Wednesday, March 30, 2005

Incident: Encrypted tapes containing health information on hundreds of thousands of Albertans missing or tampered with

It appears a bit coincidental that I posted this morning that organizations should encrypt data to prevent privacy breaches (PIPEDA and Canadian Privacy Law: Managing privacy risks using basic technology) and I've just discovered the Calgary Herald is reporting that encrypted mainframe tapes containing health records of "hunreds of thousands" of Albertans have gone missing. I hope this is a "non-incident", but in any event the Information and Privacy Commissioner of Alberta is on the case:

Alberta health records go astray: 'Hundreds of thousands' of files feared breached:

"Confidential health records of 'hundreds of thousands' of Albertans disappeared or were tampered with while in the hands of a courier earlier this month, prompting an investigation by the province's Information and Privacy Commissioner.

Details were scarce, but government sources told the legislature bureau on Tuesday that Privacy Commissioner Frank Work has been called in to investigate after data -- digitized, encrypted, and stored on large reel-to-reel tapes -- went missing or was otherwise tampered with while in transit between two government facilities.

It appears the tapes were backups, mainly for archival purposes. The information is considered confidential and could include medical records, prescriptions and billing history.

Sources would not confirm if the tapes were recovered or the police were investigating.

The sources said Health and Wellness Minister Iris Evans was assured by an expert with IBM Canada that a mainframe computer system and the proper encryption code would be needed to read the data.

Nonetheless, there is some concern that organized criminal gangs could have the ability to crack the code and use the highly private information...."

Update:

CBC Calgary - Privacy commissioner looking into missing health info:

"...'There are names, health care and payroll numbers, payroll rates and the family status of the names on it,' Deere said. 'So there's no real personal health information on it, per se.

'But we take any potential breach of privacy quite seriously, and that's what this is, a potential breach. So we've reported it to the privacy commissioner and he's investigating.'

Deere said birth dates weren't part of the information on the tapes...."

1 comment:

Anonymous said...

I totally love your web site! It's interesting and heart-warming to see that somebody realizes that the protection of privacy is so important that if we don't defend it we will lose it entirely. I noticed you didn't put a date on your update though.

This issue is one of the most important to Albertans ever, yet news reporters, opposition parties, etc. are not much interested in it.

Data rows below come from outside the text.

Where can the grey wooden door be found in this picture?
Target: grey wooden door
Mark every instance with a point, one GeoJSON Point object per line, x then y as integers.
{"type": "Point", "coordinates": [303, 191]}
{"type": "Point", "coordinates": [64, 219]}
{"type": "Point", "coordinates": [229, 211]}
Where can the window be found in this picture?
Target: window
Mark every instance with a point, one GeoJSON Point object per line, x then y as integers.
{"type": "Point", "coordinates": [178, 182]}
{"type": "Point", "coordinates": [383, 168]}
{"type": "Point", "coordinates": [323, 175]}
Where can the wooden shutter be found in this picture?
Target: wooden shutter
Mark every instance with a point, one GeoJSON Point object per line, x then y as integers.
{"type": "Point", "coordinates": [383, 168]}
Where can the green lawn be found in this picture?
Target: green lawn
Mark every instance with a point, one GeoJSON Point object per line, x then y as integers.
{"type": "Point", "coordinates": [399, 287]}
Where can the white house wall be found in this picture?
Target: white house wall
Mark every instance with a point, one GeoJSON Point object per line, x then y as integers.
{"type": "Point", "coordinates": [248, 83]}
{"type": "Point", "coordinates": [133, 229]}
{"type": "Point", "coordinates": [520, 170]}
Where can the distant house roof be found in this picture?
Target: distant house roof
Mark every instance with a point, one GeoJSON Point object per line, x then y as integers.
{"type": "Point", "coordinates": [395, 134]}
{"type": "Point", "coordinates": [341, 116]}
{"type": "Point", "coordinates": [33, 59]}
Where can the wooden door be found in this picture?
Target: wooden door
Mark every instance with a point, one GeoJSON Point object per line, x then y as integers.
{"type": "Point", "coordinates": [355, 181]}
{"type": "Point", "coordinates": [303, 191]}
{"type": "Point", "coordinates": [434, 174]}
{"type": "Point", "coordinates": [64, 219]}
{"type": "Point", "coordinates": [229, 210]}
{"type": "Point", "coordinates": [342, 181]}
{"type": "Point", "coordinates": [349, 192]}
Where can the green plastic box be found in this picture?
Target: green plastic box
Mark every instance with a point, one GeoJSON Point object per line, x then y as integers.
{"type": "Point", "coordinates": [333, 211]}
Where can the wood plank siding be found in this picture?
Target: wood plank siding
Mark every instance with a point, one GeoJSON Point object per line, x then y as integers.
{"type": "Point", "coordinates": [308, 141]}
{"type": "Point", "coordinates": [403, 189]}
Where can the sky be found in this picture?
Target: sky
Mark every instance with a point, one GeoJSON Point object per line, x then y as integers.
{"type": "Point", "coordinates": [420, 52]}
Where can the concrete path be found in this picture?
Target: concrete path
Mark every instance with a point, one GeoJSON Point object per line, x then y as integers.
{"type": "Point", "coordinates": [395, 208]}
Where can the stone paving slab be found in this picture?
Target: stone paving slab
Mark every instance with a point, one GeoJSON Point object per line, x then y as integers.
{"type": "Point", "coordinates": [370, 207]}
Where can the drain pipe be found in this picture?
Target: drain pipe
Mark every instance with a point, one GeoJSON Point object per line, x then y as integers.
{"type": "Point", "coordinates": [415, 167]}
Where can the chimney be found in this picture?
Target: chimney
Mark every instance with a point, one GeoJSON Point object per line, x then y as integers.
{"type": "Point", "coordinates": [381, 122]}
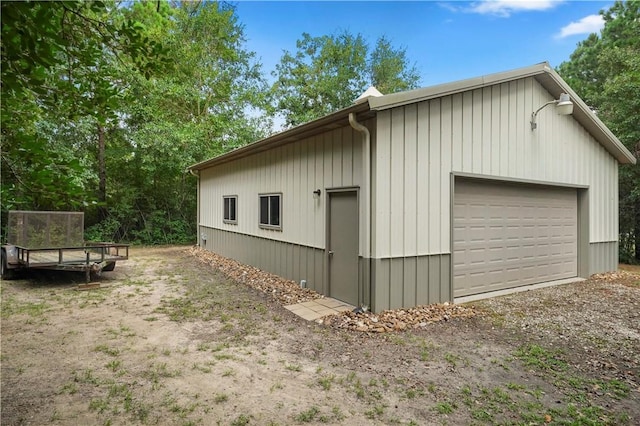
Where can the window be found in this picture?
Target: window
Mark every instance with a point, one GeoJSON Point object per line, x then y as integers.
{"type": "Point", "coordinates": [230, 209]}
{"type": "Point", "coordinates": [270, 206]}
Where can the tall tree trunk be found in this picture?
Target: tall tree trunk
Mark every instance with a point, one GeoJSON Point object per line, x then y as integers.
{"type": "Point", "coordinates": [102, 173]}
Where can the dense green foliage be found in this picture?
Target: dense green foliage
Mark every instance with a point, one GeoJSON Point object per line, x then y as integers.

Why is this coverup so very important the officials who breach your security?

It appears to me (after I phoned many sources) that there are no Alberta or Canadian laws that state that if a person's privacy is breached the company or government at fault is required to notify individuals within a SPECIFIED TIME PERIOD. Neither privacy commissioners, opposition parties, nor news reporters have been able to tell me they are aware of such laws.

When this health computerization first started, I asked the health people how secure it would be and they assured me it would be very secure (always a joke of course).
They stated that if anyone's records were breached, they would be advised immediately.

Well it's been several months now, and no doubt investigations will take another five or ten years. No doubt they fear a lawsuit. Likely they will investigate such breaches for very long periods, hoping people will simply forget about them.

The reason people must NOT forget is that if Alberta eventually goes to private health care, and indeed more and more procedures do require it, every second Albertan who has had his security breached in this case, may suddenly discover that he CANNOT get private health care and he won't be told why. There is no law stating that people must be told why either.

In the case of one of your other articles where many civil servants had their data stolen, that could affect Albertans too. These people may find out that they may never get a city or government jobs in the future, and won't be told why in that case either.

Albertans really need to wake up quickly. They are fools if they believe that since only tiny bits and pieces of information about them are stolen from 20 or 30 sources, no one will be able to compile that. This type of information is worth billions of dollars to security agencies who sell private information about you over the internet.

Albertans are also fools if they believe the stories from the health department that no one will be able to encrypt certain codes. Anyone can encrypt anything if they have a few dollars to pay someone. There will be always be a willing person who will supply such information for money.

Canadians, and Albertans in particular, need laws to protect ourselves and we won't get them unless we realize the extreme dangers.

I wish we had good news reporters in Calgary. What Canada so much needs right now are investigative news reporters versus the the lazy ones who park their butts at computer desks and compile info from the internet.

Just as lack of government concern can destroy the freedom of a country, so can lack "news reporter" comment. News reporters who "CARE" are very important to the country.